犬の散歩に出かける。玄関の戸を閉めた瞬間、私は溜息をついた。


秋はどうもいけない。むやみやたらにもの悲しくなる。


散歩道のあぜ道。収穫が終わった田んぼ。薄暗くなった風景。落ちたままの銀杏の葉。


息を深く吸い込みたくて見上げた空には 苦しい程の夕焼け。集団でグルグル回りながら飛ぶ鳥の群れに目をやると 大概上手についていけない奴がいるもんだ。
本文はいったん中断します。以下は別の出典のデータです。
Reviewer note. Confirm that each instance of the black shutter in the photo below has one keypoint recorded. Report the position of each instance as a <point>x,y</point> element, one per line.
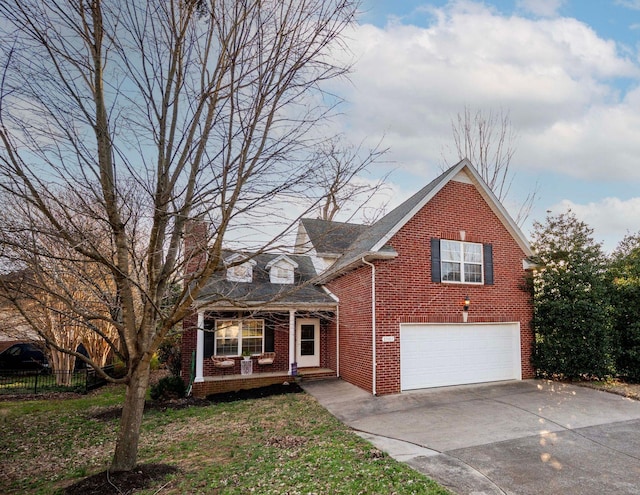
<point>488,264</point>
<point>269,336</point>
<point>209,336</point>
<point>435,260</point>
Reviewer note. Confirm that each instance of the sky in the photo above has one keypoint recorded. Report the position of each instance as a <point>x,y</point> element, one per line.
<point>567,73</point>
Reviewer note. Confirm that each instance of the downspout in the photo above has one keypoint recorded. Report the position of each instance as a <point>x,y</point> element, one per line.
<point>373,322</point>
<point>335,298</point>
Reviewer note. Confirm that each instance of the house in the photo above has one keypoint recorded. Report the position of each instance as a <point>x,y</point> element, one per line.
<point>432,294</point>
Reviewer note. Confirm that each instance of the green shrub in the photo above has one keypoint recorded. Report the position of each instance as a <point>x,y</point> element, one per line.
<point>170,387</point>
<point>572,311</point>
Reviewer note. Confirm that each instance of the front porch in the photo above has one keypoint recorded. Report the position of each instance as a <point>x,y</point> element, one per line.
<point>232,383</point>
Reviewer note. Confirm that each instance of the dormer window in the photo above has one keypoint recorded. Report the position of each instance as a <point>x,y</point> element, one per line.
<point>281,270</point>
<point>239,271</point>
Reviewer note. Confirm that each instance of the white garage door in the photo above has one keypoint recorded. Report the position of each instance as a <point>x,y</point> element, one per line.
<point>437,355</point>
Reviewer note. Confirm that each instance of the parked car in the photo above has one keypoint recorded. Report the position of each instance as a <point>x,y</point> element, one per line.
<point>23,356</point>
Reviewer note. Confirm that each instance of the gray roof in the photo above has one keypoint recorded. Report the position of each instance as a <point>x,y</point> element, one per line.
<point>372,242</point>
<point>351,242</point>
<point>221,292</point>
<point>331,238</point>
<point>367,240</point>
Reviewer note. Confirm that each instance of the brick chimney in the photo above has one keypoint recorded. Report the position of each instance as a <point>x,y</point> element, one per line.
<point>196,236</point>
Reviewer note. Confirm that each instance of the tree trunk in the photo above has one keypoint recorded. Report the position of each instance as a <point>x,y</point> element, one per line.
<point>126,453</point>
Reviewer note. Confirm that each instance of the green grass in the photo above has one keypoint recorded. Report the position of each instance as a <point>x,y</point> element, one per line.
<point>281,444</point>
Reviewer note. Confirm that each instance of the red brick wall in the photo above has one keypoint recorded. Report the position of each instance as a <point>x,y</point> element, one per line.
<point>195,246</point>
<point>405,293</point>
<point>354,291</point>
<point>281,346</point>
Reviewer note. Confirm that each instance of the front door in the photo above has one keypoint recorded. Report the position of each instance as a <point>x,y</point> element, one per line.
<point>308,342</point>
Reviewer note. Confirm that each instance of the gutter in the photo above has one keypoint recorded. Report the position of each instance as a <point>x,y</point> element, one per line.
<point>335,298</point>
<point>373,324</point>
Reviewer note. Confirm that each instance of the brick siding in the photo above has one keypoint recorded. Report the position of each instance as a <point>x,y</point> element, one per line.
<point>405,293</point>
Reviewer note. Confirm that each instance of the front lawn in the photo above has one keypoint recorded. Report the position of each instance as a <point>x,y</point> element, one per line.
<point>273,445</point>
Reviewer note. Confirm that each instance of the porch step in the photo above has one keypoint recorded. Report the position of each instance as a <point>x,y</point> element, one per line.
<point>310,374</point>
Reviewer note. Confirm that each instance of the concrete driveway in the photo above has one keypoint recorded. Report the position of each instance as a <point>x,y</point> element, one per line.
<point>528,437</point>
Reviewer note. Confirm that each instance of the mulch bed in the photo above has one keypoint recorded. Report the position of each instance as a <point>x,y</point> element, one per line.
<point>144,475</point>
<point>127,482</point>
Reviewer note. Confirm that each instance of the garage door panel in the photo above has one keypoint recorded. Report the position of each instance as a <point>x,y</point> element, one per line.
<point>452,354</point>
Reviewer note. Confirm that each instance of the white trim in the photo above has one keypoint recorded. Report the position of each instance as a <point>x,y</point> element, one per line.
<point>200,349</point>
<point>450,330</point>
<point>240,322</point>
<point>314,360</point>
<point>462,263</point>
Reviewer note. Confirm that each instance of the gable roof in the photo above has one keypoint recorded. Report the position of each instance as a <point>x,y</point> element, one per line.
<point>330,238</point>
<point>222,293</point>
<point>371,243</point>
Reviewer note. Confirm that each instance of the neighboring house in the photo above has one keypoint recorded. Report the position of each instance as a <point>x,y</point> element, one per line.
<point>381,306</point>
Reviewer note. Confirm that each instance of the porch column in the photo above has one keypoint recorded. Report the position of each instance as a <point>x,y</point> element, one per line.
<point>200,349</point>
<point>292,340</point>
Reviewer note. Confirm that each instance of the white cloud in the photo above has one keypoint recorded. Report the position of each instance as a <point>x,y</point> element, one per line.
<point>555,76</point>
<point>544,8</point>
<point>610,218</point>
<point>632,4</point>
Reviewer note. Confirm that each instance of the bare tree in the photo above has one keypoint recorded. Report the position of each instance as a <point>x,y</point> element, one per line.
<point>487,140</point>
<point>152,112</point>
<point>341,180</point>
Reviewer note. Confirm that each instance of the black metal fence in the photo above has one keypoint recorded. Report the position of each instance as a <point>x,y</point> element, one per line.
<point>46,380</point>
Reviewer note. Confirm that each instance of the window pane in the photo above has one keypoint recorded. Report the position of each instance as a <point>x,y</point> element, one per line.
<point>252,328</point>
<point>252,345</point>
<point>227,347</point>
<point>227,333</point>
<point>473,253</point>
<point>473,273</point>
<point>450,272</point>
<point>307,347</point>
<point>450,250</point>
<point>307,332</point>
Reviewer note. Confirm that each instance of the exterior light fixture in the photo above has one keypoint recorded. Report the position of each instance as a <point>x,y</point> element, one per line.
<point>465,309</point>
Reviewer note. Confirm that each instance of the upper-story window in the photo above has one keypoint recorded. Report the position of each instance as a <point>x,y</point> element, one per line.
<point>461,262</point>
<point>239,271</point>
<point>282,270</point>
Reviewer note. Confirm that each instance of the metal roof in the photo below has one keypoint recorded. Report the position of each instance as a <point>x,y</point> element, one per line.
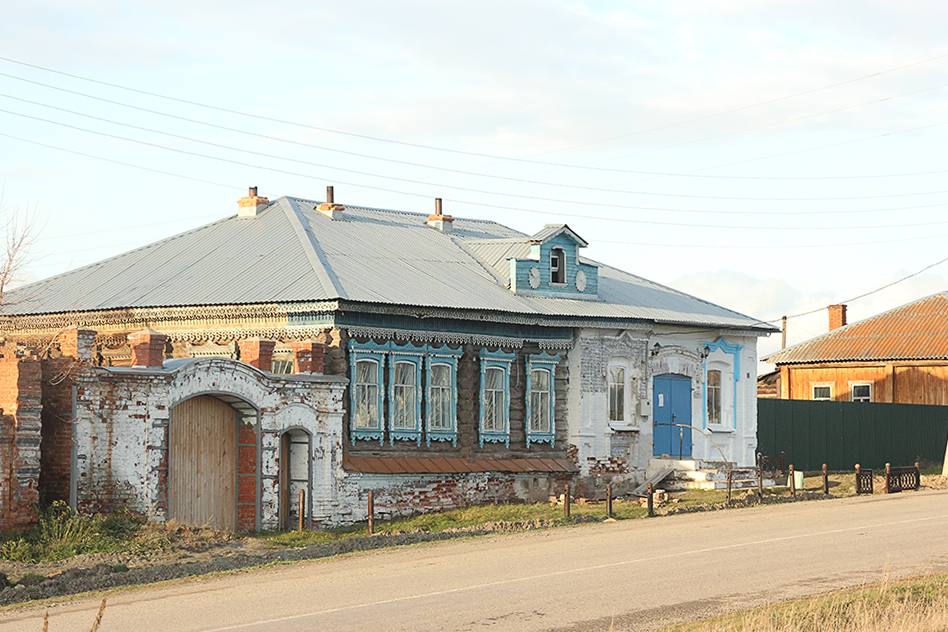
<point>290,252</point>
<point>916,331</point>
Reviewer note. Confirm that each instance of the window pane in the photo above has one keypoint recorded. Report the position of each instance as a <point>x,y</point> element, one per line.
<point>403,397</point>
<point>714,396</point>
<point>439,401</point>
<point>366,395</point>
<point>494,400</point>
<point>616,394</point>
<point>539,401</point>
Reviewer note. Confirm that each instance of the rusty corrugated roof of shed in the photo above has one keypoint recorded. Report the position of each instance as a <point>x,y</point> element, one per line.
<point>291,253</point>
<point>916,331</point>
<point>452,465</point>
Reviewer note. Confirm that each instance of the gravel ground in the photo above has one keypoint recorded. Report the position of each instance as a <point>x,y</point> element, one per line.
<point>223,552</point>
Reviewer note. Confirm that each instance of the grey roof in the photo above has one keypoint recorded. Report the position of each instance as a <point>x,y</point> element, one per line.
<point>552,230</point>
<point>290,252</point>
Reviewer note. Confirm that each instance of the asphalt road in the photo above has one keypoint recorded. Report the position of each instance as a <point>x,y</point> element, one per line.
<point>635,575</point>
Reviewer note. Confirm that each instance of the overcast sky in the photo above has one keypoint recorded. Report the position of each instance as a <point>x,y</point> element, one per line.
<point>771,157</point>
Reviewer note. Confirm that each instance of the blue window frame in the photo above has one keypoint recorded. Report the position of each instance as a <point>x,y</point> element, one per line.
<point>442,394</point>
<point>367,362</point>
<point>404,394</point>
<point>495,397</point>
<point>541,398</point>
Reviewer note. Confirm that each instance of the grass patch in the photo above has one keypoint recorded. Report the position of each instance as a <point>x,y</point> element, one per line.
<point>920,605</point>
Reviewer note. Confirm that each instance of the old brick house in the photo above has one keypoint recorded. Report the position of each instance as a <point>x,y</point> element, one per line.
<point>437,361</point>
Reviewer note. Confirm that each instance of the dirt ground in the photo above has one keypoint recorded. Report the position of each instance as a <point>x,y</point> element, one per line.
<point>191,552</point>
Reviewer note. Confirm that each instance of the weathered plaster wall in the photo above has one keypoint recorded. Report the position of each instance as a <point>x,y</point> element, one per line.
<point>122,432</point>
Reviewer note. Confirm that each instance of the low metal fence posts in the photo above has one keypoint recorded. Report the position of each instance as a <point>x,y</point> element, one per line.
<point>863,480</point>
<point>302,509</point>
<point>371,512</point>
<point>899,478</point>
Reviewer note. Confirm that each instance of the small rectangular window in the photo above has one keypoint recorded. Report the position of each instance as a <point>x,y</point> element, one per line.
<point>616,393</point>
<point>714,396</point>
<point>367,395</point>
<point>862,392</point>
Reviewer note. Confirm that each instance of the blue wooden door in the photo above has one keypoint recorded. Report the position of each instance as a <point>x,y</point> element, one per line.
<point>672,405</point>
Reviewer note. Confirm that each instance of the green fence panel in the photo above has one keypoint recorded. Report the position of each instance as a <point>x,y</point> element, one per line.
<point>842,434</point>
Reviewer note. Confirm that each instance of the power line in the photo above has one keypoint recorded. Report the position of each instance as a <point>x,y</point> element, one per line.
<point>481,154</point>
<point>371,174</point>
<point>484,204</point>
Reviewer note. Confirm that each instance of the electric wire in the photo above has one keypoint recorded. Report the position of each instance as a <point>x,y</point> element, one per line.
<point>486,155</point>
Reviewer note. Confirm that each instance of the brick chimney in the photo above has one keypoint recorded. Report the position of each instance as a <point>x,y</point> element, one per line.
<point>148,348</point>
<point>257,352</point>
<point>77,343</point>
<point>440,221</point>
<point>309,356</point>
<point>251,205</point>
<point>330,209</point>
<point>837,316</point>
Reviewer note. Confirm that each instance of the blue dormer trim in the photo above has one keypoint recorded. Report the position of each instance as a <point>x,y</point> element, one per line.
<point>376,353</point>
<point>543,362</point>
<point>580,279</point>
<point>735,351</point>
<point>410,356</point>
<point>501,361</point>
<point>449,357</point>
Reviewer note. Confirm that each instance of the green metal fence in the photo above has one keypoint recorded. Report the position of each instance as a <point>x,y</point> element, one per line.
<point>842,434</point>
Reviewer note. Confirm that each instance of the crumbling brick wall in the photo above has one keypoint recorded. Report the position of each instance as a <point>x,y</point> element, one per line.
<point>20,435</point>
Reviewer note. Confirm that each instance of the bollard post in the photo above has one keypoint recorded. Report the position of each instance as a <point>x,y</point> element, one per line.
<point>302,510</point>
<point>371,512</point>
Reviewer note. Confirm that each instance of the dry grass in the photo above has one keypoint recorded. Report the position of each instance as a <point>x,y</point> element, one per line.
<point>919,605</point>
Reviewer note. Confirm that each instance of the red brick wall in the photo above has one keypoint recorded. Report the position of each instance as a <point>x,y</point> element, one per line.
<point>20,435</point>
<point>246,478</point>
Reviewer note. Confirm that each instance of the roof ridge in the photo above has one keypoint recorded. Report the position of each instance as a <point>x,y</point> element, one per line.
<point>315,255</point>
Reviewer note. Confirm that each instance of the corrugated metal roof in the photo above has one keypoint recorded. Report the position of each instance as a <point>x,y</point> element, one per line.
<point>290,252</point>
<point>916,331</point>
<point>552,230</point>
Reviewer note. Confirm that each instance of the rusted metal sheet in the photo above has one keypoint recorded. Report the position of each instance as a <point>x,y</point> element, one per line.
<point>917,331</point>
<point>202,463</point>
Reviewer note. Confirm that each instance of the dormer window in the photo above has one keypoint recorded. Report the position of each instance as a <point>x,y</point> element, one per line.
<point>557,266</point>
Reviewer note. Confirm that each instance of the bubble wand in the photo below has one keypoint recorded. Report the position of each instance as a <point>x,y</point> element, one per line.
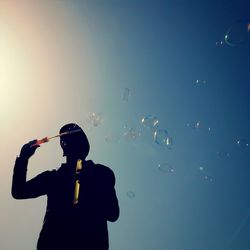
<point>46,139</point>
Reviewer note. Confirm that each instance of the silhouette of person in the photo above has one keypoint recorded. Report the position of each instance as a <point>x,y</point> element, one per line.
<point>74,218</point>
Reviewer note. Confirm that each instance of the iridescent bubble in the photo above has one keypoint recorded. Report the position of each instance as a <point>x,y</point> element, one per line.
<point>110,138</point>
<point>165,167</point>
<point>238,33</point>
<point>194,125</point>
<point>161,137</point>
<point>219,43</point>
<point>200,82</point>
<point>149,121</point>
<point>131,194</point>
<point>222,154</point>
<point>208,178</point>
<point>131,133</point>
<point>94,119</point>
<point>242,143</point>
<point>126,94</point>
<point>201,168</point>
<point>169,142</point>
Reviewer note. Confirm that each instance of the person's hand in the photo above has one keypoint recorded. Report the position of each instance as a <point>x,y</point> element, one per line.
<point>28,149</point>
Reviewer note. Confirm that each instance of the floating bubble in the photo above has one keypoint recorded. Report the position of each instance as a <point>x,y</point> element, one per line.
<point>242,143</point>
<point>165,167</point>
<point>94,119</point>
<point>149,121</point>
<point>161,137</point>
<point>131,133</point>
<point>131,194</point>
<point>126,94</point>
<point>169,142</point>
<point>200,82</point>
<point>110,138</point>
<point>194,125</point>
<point>238,33</point>
<point>208,178</point>
<point>223,154</point>
<point>219,43</point>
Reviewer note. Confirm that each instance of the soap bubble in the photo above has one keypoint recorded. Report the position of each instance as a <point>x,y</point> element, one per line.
<point>219,43</point>
<point>165,167</point>
<point>161,137</point>
<point>238,33</point>
<point>131,133</point>
<point>194,125</point>
<point>149,121</point>
<point>131,194</point>
<point>201,168</point>
<point>242,143</point>
<point>126,94</point>
<point>222,154</point>
<point>200,82</point>
<point>111,138</point>
<point>169,142</point>
<point>94,119</point>
<point>208,178</point>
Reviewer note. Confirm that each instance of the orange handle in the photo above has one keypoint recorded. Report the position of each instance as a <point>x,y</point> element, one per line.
<point>38,142</point>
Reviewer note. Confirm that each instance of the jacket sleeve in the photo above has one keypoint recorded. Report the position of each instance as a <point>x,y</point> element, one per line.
<point>113,210</point>
<point>23,189</point>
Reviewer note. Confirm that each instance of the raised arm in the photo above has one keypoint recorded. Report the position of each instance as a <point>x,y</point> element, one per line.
<point>21,188</point>
<point>113,210</point>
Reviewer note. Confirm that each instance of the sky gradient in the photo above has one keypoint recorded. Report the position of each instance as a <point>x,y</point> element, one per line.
<point>62,60</point>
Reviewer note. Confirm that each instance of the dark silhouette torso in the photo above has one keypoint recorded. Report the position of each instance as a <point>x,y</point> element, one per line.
<point>68,226</point>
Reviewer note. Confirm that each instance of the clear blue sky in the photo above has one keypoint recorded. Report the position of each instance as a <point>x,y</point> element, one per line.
<point>76,57</point>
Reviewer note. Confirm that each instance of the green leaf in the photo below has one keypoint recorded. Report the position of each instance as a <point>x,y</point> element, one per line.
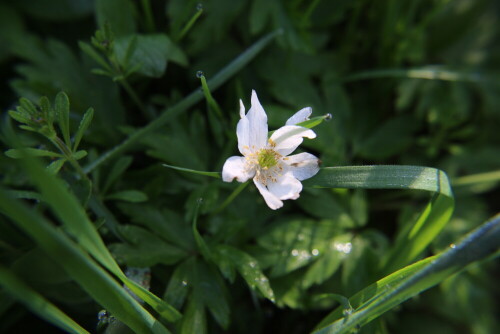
<point>149,53</point>
<point>84,124</point>
<point>430,222</point>
<point>119,14</point>
<point>195,318</point>
<point>92,53</point>
<point>62,112</point>
<point>178,285</point>
<point>396,288</point>
<point>227,72</point>
<point>55,166</point>
<point>72,215</point>
<point>144,249</point>
<point>120,166</point>
<point>19,153</point>
<point>391,138</point>
<point>37,303</point>
<point>28,106</point>
<point>249,269</point>
<point>134,196</point>
<point>382,177</point>
<point>81,267</point>
<point>80,154</point>
<point>211,174</point>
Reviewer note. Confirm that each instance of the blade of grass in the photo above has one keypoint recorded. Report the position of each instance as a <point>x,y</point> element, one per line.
<point>193,98</point>
<point>429,223</point>
<point>72,215</point>
<point>83,269</point>
<point>217,175</point>
<point>37,303</point>
<point>378,298</point>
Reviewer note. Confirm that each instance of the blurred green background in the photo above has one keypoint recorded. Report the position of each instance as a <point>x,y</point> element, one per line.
<point>407,82</point>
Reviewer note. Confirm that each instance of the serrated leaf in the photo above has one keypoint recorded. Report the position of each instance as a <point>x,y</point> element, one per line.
<point>144,249</point>
<point>84,124</point>
<point>134,196</point>
<point>19,153</point>
<point>62,112</point>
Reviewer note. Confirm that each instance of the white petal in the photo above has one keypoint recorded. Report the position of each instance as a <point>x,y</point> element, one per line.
<point>243,133</point>
<point>252,127</point>
<point>289,137</point>
<point>258,123</point>
<point>300,116</point>
<point>234,168</point>
<point>271,200</point>
<point>302,165</point>
<point>287,187</point>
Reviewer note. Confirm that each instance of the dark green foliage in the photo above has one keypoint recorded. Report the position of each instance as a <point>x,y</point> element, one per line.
<point>129,141</point>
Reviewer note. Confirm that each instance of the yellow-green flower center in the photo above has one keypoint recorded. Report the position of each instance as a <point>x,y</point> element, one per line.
<point>267,158</point>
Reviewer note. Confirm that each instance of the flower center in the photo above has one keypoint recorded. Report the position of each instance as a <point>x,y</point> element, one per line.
<point>267,158</point>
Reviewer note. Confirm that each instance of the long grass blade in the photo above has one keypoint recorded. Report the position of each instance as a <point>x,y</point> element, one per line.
<point>398,287</point>
<point>37,303</point>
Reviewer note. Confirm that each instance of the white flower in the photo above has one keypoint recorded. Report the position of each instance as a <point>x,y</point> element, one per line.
<point>276,174</point>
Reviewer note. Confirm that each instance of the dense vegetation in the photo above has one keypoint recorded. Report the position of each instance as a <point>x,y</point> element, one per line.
<point>113,110</point>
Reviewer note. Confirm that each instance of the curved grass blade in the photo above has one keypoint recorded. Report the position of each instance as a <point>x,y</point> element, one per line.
<point>82,268</point>
<point>193,98</point>
<point>217,175</point>
<point>72,215</point>
<point>432,220</point>
<point>376,299</point>
<point>37,303</point>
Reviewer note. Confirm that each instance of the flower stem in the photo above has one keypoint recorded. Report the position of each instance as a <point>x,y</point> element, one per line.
<point>231,197</point>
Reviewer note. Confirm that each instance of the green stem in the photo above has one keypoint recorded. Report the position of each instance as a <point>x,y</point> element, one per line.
<point>148,14</point>
<point>477,178</point>
<point>130,91</point>
<point>309,11</point>
<point>193,98</point>
<point>188,25</point>
<point>231,197</point>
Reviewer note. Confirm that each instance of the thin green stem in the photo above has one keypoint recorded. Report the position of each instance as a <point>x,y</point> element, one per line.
<point>309,11</point>
<point>148,15</point>
<point>477,178</point>
<point>231,197</point>
<point>190,23</point>
<point>130,91</point>
<point>193,98</point>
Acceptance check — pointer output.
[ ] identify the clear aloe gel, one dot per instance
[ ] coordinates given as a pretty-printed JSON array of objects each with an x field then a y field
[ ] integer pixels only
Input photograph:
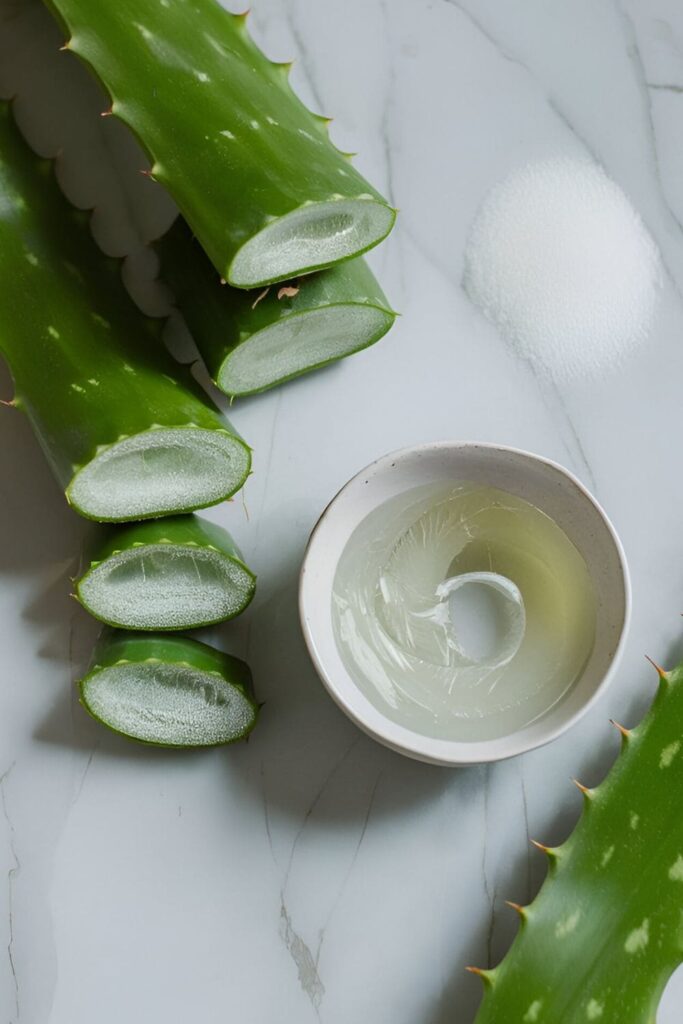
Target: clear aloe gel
[{"x": 462, "y": 611}]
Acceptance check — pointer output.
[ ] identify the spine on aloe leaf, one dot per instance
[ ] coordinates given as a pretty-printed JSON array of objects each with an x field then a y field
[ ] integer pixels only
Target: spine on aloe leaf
[
  {"x": 604, "y": 934},
  {"x": 169, "y": 690},
  {"x": 128, "y": 431},
  {"x": 252, "y": 169},
  {"x": 253, "y": 340},
  {"x": 173, "y": 573}
]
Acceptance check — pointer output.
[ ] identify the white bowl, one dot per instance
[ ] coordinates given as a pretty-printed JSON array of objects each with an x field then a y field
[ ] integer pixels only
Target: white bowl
[{"x": 538, "y": 480}]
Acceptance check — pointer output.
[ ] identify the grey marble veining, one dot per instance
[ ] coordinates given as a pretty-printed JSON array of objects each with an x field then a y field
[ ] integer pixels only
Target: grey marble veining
[{"x": 311, "y": 876}]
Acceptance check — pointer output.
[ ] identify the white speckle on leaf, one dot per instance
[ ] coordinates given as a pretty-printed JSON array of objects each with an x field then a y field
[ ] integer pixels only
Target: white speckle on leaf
[
  {"x": 567, "y": 925},
  {"x": 676, "y": 869},
  {"x": 669, "y": 753},
  {"x": 638, "y": 938},
  {"x": 607, "y": 856}
]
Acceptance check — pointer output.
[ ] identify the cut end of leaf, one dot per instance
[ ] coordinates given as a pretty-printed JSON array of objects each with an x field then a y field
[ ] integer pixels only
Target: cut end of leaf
[
  {"x": 160, "y": 472},
  {"x": 168, "y": 704},
  {"x": 301, "y": 342},
  {"x": 166, "y": 587}
]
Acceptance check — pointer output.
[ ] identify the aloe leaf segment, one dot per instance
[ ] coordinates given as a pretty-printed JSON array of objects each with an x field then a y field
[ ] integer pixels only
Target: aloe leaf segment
[
  {"x": 173, "y": 573},
  {"x": 603, "y": 936},
  {"x": 254, "y": 340},
  {"x": 252, "y": 169},
  {"x": 169, "y": 690}
]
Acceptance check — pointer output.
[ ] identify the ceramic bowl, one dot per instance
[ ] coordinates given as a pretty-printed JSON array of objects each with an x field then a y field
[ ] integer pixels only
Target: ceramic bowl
[{"x": 545, "y": 484}]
秋だからだ。日照時間のせいだ。私は地球に、日本人にやられてるだけだ。


あれだけ毎日前向きにやってるじゃないか。それとも誤魔化した膿が秋の気配に誘われて溢れ出したのか?


考えたって仕方ない。私は鬱々と家路まで歩くだけだ。


「……」


頭をグルグルと巡らせている私を軽く撫でるように誰かが囁いた。いや、何だろう この感じ。柔らかいシフォンが風になびいているような感覚。


「……」


分からない。気配はあるのに何なのか掴めない。その気配は個数であり複数な感じである。

探っているほんの間カサカサと一本の落葉樹が目に付いた。


わからない。どうしてあの木が話したように感じたのかしら。


言葉にはならない言葉を私にくれる。


優しく撫でるような言葉。


私は何故だか無性に泣きたくなった。


おかしいよ。秋のせいよ。泣きたくても泣けなかったじゃない。


でも誰にも自分でも分からないようなものを見ててくれたように感じて鼻がツンとなって身体がギュッとなった。


それからまた何にもないような顔して歩きだす。


夜になってくれて良かった。車のライトで目がキラキラしないように軽く袖で拭った。


自転車で横を通りすぎる高校生。ランニングする男の人。


鼻、赤くなってないよね。


早く暮れた夜道に紛れ込ませて 私は消えていく。